Vor allem die SPD, die sich im Augenblick an der verfehlten „Kanzlermehrheit“ berauscht, plädiert für einen Griechenlandrettungsschirm und weitere Eingriffe zur Stabilisierung des Euros, die die bislang  beschlossenen Größenordnungen um ein Vielfaches überstiegen hätten. Sie will klotzen, und zwar richtig, nicht, wie es die Bundeskanzlerin und ihr Finanzminister angeblich tun, kleckern, was angesichts der zur Diskussion stehenden Beträge wahrlich nicht ernsthaft behauptet werden kann. Dass der ungezügelte Euro-Keynesianismus der SPD zwangsläufig und noch schneller zu einer rasanten Inflation führen würde als es angesichts der von Südeuropa ausgehenden Politisierung der eigentlich mal als unabhängig gedachten Finanzinstitute jetzt schon der Fall ist, tut ihr Finanzfachmann Peer Steinbrück lächelnd ab: „Die alte Angst der Deutschen vor Geldentwertung ist übertrieben“. Aha. Hat er mal an der Basis nachgefragt? Sieht das der einstmals SPD-nahe Volkswagenwerker, der sich um den Wert seiner Lebensversicherung sorgt, wirklich so?
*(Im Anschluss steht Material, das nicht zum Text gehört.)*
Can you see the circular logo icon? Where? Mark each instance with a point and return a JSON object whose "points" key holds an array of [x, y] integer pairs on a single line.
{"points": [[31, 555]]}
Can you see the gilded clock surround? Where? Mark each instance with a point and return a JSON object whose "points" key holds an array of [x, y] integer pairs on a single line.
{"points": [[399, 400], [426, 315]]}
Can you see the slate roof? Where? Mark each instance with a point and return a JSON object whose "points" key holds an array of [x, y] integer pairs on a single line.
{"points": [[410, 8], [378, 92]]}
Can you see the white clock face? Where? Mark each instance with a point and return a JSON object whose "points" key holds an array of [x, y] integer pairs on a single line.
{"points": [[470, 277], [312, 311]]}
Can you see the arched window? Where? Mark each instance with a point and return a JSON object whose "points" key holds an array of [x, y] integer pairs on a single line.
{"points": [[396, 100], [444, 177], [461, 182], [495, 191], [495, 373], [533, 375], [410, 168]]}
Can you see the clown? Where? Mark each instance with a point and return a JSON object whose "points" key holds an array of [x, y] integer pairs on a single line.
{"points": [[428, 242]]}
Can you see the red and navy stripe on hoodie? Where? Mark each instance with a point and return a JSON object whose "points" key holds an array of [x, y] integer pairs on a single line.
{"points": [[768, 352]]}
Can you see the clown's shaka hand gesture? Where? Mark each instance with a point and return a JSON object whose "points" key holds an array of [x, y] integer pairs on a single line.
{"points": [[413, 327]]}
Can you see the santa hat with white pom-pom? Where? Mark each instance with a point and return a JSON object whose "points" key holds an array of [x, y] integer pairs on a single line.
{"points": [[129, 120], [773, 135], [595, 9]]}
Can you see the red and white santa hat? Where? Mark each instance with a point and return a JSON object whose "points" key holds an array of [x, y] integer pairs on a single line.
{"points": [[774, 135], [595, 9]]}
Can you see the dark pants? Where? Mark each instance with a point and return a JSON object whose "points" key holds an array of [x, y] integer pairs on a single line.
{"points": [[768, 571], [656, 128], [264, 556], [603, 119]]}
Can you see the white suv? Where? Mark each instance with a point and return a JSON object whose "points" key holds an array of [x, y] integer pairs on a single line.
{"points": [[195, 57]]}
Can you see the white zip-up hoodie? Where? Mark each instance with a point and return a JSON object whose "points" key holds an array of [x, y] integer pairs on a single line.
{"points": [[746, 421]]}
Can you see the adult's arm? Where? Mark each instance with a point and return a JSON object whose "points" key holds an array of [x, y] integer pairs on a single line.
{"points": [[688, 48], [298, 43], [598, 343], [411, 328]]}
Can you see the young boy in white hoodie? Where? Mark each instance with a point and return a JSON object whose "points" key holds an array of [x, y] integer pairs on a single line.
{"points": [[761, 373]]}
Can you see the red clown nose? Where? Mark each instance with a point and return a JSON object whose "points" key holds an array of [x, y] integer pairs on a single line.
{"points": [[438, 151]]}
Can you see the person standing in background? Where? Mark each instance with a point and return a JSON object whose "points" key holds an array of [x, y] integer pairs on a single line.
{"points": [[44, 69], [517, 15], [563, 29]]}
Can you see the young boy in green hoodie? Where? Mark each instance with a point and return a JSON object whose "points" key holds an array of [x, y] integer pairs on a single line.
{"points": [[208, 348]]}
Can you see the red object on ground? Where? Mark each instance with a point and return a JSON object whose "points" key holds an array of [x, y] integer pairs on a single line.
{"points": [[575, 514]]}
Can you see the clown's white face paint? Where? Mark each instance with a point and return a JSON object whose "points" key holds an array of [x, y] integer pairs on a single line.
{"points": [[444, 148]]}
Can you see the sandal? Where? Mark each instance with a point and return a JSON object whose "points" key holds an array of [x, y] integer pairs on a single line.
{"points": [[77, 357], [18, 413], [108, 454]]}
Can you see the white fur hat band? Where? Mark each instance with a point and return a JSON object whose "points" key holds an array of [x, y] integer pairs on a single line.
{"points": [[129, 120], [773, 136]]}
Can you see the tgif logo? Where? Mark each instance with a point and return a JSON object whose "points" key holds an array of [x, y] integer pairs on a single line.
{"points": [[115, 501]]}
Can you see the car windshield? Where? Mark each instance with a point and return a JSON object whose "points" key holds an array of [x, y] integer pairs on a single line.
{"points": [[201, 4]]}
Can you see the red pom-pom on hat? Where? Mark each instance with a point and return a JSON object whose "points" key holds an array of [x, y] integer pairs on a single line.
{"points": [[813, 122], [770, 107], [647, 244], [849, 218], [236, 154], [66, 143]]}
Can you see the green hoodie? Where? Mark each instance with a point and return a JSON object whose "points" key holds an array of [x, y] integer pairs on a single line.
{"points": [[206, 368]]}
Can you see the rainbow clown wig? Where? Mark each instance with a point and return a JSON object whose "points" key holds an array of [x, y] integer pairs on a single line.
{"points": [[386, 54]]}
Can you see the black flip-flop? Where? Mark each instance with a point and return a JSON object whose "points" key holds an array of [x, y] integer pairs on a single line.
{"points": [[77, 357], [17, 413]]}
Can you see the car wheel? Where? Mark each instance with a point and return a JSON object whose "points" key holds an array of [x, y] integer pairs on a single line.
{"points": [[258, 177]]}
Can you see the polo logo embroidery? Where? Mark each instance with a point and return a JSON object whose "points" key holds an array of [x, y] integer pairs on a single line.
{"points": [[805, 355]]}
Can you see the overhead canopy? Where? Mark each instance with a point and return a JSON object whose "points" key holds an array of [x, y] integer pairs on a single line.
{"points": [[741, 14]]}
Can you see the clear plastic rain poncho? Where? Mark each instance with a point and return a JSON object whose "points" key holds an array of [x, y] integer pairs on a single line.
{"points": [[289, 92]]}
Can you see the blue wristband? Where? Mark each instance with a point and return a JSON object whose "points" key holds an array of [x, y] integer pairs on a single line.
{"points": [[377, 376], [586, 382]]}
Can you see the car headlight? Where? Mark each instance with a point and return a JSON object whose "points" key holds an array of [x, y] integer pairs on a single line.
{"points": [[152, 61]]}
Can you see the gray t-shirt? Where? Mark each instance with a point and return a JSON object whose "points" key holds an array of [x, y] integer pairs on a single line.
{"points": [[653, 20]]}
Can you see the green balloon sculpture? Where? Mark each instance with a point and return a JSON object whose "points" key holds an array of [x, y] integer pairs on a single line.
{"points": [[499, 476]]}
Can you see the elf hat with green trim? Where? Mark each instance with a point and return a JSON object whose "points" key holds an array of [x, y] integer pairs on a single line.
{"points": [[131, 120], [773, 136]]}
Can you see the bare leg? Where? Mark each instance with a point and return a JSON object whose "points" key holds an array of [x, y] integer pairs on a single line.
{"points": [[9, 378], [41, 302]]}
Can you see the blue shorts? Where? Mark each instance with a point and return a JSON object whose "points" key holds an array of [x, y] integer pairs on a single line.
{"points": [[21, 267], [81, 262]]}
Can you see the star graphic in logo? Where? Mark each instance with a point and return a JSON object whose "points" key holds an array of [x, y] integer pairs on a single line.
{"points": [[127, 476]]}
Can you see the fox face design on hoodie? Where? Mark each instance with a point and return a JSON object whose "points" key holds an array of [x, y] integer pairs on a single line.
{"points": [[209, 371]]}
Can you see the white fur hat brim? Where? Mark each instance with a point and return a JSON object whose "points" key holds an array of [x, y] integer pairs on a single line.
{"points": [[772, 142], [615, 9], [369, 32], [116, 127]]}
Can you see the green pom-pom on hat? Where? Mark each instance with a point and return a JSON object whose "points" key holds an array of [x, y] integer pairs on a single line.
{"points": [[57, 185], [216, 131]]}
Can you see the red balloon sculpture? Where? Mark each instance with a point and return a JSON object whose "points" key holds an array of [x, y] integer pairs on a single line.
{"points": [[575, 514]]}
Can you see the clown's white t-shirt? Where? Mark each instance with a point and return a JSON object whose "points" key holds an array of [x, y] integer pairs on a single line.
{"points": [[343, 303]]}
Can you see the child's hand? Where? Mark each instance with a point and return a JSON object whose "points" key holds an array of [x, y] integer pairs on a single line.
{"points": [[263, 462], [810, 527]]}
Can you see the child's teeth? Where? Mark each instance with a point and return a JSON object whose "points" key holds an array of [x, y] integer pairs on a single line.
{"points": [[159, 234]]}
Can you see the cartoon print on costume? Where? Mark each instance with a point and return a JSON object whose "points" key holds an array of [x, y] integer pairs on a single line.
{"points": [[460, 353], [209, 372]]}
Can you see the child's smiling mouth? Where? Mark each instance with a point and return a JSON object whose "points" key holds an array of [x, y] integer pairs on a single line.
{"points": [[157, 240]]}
Kaum jemand ist über die neuen Milliardengarantien für Griechenland glücklich. Aber man kann Hilfe auch so gut und verantwortungsvoll dosieren, wie es die Bundeskanzlerin tut und vertritt. Viel Spielraum bleibt aber weder ihr noch ihrer Partei, denn sie müssen sich – spätestens – im September 2013 dem Votum der Wählerinnen und Wähler stellen. Um eine Mehrheit der Deutschen von der Richtigkeit ihres Kurses in der „Frage der Fragen“ zu überzeugen, dazu muss sich die Union sehr anstrengen. Was dabei helfen und die überaus schweren finanzpolitischen Entscheidungen verständlich machen könnte, wäre eine weitere Kommunikationsoffensive, ähnlich dem von der Bundeskanzlerin frisch ins Leben gerufenen Zukunftsdialog (www.dialog-ueber-deutschland.de).

Breite Zustimmung zum europapolitischen Kurs der Bundesregierung und der sie maßgeblich tragenden Union erfordert neben der verantwortungsvollen Führung auch eine offene gemeinsame Debatte über den für Deutschland richtigen Weg in einer unsicheren Welt – jenseits aller medialen Aufgeregtheit und auch jenseits der Aufgeregtheit der Opposition. Gelingt diese gemeinsame Suche, haben auch Europa, seine gemeinsame Währung und auch die Union als Volkspartei eine Zukunft.